Isn’t it the job of the researcher to be emotionally intelligent?
Absolutely. But from time to time I hear respondents and find myself thinking, I want to make a note of that person and invite them back in three weeks’ time because they put it so beautifully, they saved so much time. Every phrase nails the thing we’re trying to get at. I suspect that their ability to be quite so articulate is not because they happen to know so much about the area in question, but because they have that emotional intelligence.

Sounds like researchers getting a bit lazy to me.
I don’t regard it as lazy. Getting at things that people either couldn’t or wouldn’t tell us is our stock in trade as researchers. We get respondents to tell us that stuff in spite of themselves through projective techniques, and in analysis we get out what is not obvious to the client sitting alongside us – we see stuff others don’t see. However, for certain types of research, if there are people out there who have the gift of being able to put feelings into words, why wouldn’t I want that?

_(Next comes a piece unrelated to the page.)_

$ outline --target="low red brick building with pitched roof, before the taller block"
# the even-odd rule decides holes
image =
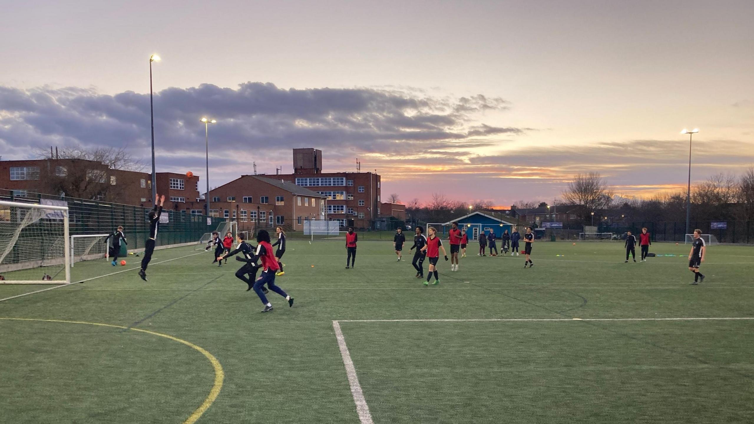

Isn’t people’s inability to put feelings into words interesting in itself?
OK, so I might not pack my research facilities with these people, but we can at least make sure we watch out for them
and have maybe one or two in a group.

How would you put this idea into practice?
I’d make a mark by the names of really good respondents in my little black book and ask the recruiter, “Can you find them again?”

That sounds like it might not go down well in some sections of the industry. Not to mention with the regulators.
In my defence, my criterion for using this person would be to make sure as far as I can that they’re not overheated. If they’re from a panel, we can ask, “Has this person been used in the past three months?” We could use those criteria to make sure.

Failing that?
Another way to do it would be to put emotional intelligence questions in screening questionnaires, which would allow us to get some gauge as to whether these people are articulate or not.

Are there any good questions for doing that?
There must be – I’ll let you know when I find them. I’m sure there’s a way of getting people to talk about things at the screener stage that let us know how articulate they are. Maybe it’s not going through a questionnaire, maybe it’s asking someone to talk for a couple of minutes and asking the recruiter to exercise some creative judgement. I think we can do it.